The more idealistic punks stuck to releasing their music through small independent labels, often starting their own out of necessity, such was the controversy surrounding punk. Many people today attribute the success of 'indie' pop in the 1980s and 1990s to the flourishing of so many small labels starting at the time of punk. Some of these record companies succeeded in their aim of allowing a fair deal for artist, company and customer without having to involve big business at all.
The fact remains: though punk was never supposed to be about commercial profit and gain, even punks could be tempted by the promise of fame and fortune. Their innocence was so easy to exploit that it isn't surprising that while attaining the fame, very little of the fortune ever came their way.
Punk's first publicity was word of mouth, as is often the case with underground music scenes. Next came the fanzines, home-made publications sold at gigs. Posters put up locally gave news of upcoming performances, and the music press were not far behind, the NME, Melody Maker and Record Mirror had special punk reporters who were generally sympathetic to punk.
The first mainstream media coverage of punk was the Sex Pistols' appearance on Nationwide, an early evening current affairs show on BBC1. This had been arranged by EMI as part of the promotion effort for the Pistols' first single 'Anarchy in the UK'. They were introduced as the leaders of a new youth cult 'as big as the Mods and Rockers of the '60s'. There was a studio discussion in which McLaren said 'You have to destroy in order to create, you know that'. No one seemed to have a major problem with punk so far. It wasn't until the Sex Pistols appeared on the now legendary 1 December, 1976, Today show that the media began its sensationalist portrayal of punks as revolutionaries hell bent on corrupting their peers and wrecking the comfort, security and morals of the whole nation.
The use of 'foul language' on prime time TV caused gleeful headlines such as 'The Foul Mouthed Yobs', 'The Filth and the Fury' and 'Rock Group Start a 4-Letter TV Storm'. This began a tide of panic that resulted in the group being banned from playing in most of the venues of the tour they had just started.
The publicity was, in a way, welcome, but the last thing punks wanted was to be unable to play in public, so in this respect it was unwanted, at least by the Sex Pistols. Other punk bands continued to play, but the solidarity that had been so important at the start fractured at this point. From now on, punk became competitive and the camaraderie between bands like the Sex Pistols, the Damned and the Clash was destroyed by petty rivalries.
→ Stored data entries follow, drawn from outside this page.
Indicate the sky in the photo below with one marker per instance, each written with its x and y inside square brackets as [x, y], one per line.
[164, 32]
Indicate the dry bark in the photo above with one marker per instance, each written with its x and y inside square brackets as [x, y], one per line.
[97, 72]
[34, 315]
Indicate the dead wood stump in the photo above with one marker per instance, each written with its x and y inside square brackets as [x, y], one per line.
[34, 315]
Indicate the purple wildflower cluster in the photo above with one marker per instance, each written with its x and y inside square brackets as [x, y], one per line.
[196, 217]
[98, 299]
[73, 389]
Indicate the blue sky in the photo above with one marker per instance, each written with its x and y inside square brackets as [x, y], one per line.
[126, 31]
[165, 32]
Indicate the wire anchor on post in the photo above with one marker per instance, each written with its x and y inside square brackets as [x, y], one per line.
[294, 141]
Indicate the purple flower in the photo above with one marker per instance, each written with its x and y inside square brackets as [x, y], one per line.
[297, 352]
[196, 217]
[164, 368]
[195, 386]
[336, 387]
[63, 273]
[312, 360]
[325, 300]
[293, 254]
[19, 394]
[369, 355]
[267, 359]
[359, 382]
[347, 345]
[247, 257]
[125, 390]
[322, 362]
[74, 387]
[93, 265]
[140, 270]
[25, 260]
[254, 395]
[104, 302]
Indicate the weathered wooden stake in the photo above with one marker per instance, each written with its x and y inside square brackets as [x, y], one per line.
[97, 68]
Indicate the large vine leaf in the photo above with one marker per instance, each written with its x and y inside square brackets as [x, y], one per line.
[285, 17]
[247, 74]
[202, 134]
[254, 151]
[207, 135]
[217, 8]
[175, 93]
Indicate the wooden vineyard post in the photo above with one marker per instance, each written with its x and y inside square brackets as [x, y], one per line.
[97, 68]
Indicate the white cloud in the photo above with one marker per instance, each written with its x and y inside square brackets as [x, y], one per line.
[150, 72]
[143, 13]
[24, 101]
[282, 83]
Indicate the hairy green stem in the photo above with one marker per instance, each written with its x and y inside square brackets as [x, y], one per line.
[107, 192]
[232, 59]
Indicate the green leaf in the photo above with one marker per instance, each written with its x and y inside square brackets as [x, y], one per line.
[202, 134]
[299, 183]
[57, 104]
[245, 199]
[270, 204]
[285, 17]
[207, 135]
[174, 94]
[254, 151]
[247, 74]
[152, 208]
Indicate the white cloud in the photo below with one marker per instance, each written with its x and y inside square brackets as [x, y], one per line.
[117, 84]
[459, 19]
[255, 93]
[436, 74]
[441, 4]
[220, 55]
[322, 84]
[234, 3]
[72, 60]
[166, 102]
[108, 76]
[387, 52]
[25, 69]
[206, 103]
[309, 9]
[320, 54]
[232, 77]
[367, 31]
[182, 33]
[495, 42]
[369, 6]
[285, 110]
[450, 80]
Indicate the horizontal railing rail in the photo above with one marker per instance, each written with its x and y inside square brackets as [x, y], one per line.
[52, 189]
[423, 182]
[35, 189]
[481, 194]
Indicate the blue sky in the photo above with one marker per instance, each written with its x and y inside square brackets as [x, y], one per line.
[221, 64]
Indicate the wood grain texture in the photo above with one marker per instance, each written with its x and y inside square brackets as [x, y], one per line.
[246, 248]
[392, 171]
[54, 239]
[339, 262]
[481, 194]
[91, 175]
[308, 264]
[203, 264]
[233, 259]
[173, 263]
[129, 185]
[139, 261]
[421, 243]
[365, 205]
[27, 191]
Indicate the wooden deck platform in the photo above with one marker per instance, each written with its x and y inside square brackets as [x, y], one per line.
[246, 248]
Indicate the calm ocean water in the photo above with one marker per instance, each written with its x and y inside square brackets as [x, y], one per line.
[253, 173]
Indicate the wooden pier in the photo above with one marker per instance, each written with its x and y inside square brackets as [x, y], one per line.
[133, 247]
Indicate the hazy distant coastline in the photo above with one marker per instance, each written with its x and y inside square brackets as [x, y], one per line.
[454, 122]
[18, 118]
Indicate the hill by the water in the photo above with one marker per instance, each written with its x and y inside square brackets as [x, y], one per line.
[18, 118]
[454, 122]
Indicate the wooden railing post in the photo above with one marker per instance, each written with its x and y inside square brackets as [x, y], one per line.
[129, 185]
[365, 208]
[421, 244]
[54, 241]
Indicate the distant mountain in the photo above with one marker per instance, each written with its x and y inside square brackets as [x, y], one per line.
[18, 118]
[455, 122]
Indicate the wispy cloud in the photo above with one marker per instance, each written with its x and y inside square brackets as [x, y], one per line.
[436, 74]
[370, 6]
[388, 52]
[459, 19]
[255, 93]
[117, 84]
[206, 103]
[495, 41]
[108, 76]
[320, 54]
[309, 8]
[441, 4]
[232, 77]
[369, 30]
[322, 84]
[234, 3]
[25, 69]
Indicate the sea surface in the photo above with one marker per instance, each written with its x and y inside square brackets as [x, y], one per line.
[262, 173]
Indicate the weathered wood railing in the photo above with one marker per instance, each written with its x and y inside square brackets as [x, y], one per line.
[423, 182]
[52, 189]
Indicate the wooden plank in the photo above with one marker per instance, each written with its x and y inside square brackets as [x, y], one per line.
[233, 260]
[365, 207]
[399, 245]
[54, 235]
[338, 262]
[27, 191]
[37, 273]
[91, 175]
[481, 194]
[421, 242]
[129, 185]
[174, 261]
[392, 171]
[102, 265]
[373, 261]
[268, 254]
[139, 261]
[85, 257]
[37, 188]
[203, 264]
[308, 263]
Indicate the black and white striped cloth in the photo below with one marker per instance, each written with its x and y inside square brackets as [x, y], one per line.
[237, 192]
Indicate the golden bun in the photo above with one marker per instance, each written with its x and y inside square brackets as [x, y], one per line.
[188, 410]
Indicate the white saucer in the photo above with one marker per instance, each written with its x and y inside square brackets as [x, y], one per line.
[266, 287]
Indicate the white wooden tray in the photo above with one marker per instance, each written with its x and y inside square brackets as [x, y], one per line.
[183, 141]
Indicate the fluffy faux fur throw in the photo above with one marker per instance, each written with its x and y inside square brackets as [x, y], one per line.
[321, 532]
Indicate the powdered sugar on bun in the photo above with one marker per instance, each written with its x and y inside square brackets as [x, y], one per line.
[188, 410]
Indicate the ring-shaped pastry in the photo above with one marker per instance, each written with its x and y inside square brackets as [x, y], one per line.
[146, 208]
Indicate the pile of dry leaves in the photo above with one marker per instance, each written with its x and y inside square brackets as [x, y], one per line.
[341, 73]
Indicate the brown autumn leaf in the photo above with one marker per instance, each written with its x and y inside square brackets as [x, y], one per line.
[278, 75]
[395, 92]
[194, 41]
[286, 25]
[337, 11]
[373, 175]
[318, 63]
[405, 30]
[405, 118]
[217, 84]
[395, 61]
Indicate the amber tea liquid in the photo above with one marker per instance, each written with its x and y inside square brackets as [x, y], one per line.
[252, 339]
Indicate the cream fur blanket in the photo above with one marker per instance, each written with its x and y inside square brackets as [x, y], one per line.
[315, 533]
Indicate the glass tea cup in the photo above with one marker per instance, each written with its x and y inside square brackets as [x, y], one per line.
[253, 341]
When the Sex Pistols released 'God Save the Queen' for the Silver Jubilee in 1977, newspapers and TV made no mention of their publicity stunt on the boat on 7 June, despite the arrests and commotion that inevitably ensued. The only mention was a small piece in the Mirror.
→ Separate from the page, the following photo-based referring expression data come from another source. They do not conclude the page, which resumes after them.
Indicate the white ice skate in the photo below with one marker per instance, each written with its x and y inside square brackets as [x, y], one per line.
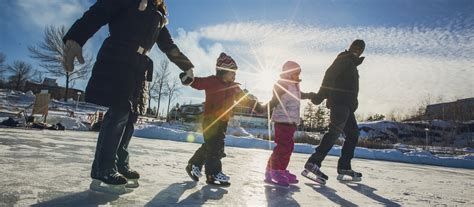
[313, 173]
[219, 179]
[99, 186]
[349, 176]
[113, 183]
[194, 172]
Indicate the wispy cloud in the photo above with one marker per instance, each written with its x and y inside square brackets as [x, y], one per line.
[403, 65]
[39, 13]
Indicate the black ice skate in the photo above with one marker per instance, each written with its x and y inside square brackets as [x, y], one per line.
[313, 173]
[112, 182]
[348, 176]
[219, 179]
[132, 177]
[194, 172]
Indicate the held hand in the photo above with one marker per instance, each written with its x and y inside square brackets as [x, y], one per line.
[71, 51]
[317, 99]
[187, 77]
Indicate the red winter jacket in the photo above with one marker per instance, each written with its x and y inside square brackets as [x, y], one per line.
[220, 96]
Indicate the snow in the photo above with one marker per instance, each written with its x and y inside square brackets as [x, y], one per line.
[51, 168]
[416, 157]
[12, 102]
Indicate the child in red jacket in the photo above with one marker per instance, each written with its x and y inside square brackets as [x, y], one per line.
[222, 94]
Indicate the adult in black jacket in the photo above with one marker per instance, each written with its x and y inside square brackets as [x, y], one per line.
[121, 73]
[340, 87]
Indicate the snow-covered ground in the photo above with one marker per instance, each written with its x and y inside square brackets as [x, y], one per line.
[51, 168]
[412, 156]
[12, 102]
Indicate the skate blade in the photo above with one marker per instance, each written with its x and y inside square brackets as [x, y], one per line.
[317, 179]
[347, 178]
[192, 175]
[132, 183]
[194, 178]
[220, 184]
[99, 186]
[271, 182]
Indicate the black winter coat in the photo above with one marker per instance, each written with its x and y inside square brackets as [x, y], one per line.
[341, 81]
[120, 73]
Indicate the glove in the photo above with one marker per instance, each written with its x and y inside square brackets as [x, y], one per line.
[71, 51]
[317, 99]
[187, 77]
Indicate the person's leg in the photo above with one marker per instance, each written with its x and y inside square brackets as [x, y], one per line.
[351, 130]
[284, 146]
[214, 138]
[199, 156]
[122, 152]
[113, 126]
[338, 118]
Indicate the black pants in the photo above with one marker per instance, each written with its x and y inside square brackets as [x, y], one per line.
[342, 120]
[212, 151]
[112, 145]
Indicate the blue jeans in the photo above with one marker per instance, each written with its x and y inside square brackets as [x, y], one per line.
[212, 150]
[111, 152]
[342, 120]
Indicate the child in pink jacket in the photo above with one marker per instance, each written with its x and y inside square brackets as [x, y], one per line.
[286, 117]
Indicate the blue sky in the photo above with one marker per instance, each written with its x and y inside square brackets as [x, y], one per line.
[415, 49]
The media had joined forces with the establishment to silence punk, proving the very point punk had been making about Britain's 'regime'.
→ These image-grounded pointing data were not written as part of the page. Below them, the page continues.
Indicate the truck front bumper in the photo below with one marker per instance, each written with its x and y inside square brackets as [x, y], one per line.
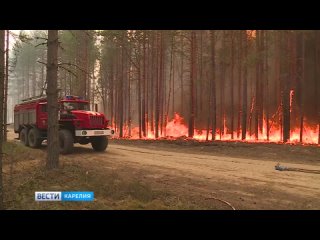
[92, 133]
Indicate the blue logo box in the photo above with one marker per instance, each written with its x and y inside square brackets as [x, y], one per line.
[64, 196]
[77, 196]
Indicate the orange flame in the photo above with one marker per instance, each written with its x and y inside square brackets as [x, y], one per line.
[176, 128]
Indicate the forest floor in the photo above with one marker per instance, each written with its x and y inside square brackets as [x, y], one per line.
[138, 174]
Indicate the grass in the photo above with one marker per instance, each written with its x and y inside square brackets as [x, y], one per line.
[25, 173]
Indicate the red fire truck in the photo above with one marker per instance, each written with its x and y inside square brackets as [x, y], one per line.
[77, 124]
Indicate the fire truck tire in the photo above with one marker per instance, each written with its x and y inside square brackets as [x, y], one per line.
[65, 141]
[24, 137]
[34, 139]
[100, 143]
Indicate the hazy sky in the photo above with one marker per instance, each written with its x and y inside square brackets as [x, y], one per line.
[12, 39]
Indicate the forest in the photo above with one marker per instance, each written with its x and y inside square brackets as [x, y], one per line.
[250, 85]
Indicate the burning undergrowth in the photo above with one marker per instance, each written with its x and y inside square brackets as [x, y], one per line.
[177, 130]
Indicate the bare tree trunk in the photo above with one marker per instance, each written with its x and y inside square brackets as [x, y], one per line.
[267, 85]
[121, 105]
[232, 83]
[257, 93]
[213, 87]
[240, 83]
[193, 75]
[181, 71]
[2, 67]
[285, 89]
[244, 91]
[158, 70]
[6, 89]
[52, 93]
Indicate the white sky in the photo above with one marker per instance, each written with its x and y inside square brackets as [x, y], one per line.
[12, 39]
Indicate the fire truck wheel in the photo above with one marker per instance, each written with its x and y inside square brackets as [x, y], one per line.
[100, 143]
[65, 141]
[24, 137]
[34, 138]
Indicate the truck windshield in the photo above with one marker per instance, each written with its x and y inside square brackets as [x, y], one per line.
[75, 106]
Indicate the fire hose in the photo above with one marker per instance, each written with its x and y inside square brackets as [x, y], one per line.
[284, 168]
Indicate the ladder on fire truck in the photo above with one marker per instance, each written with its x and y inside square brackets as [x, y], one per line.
[35, 98]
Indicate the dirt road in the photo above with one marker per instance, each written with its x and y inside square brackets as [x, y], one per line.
[246, 183]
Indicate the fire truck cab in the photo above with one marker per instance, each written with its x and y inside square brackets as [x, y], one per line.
[77, 124]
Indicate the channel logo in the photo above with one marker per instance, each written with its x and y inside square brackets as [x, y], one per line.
[64, 196]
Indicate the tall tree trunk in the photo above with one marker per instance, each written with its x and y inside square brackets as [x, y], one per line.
[213, 87]
[239, 82]
[181, 71]
[158, 71]
[257, 93]
[232, 84]
[6, 89]
[144, 130]
[267, 85]
[2, 67]
[244, 90]
[193, 75]
[285, 89]
[52, 93]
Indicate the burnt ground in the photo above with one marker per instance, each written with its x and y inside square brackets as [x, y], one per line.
[137, 174]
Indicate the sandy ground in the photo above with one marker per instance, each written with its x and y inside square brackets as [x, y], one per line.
[244, 182]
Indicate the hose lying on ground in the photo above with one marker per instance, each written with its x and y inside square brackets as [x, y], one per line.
[222, 201]
[283, 168]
Punk is a very complex subject to summarise, but it is clear that many people were affected personally and permanently by the music. Punk music continued to have an effect on people long after the demise of the Sex Pistols. Today, the mass media and major record companies are once again relaunching punk to the latest generation of teenagers. Unfortunately, it appears that the role of commercial profit and gain has become the main driving force behind punk in the 21st Century.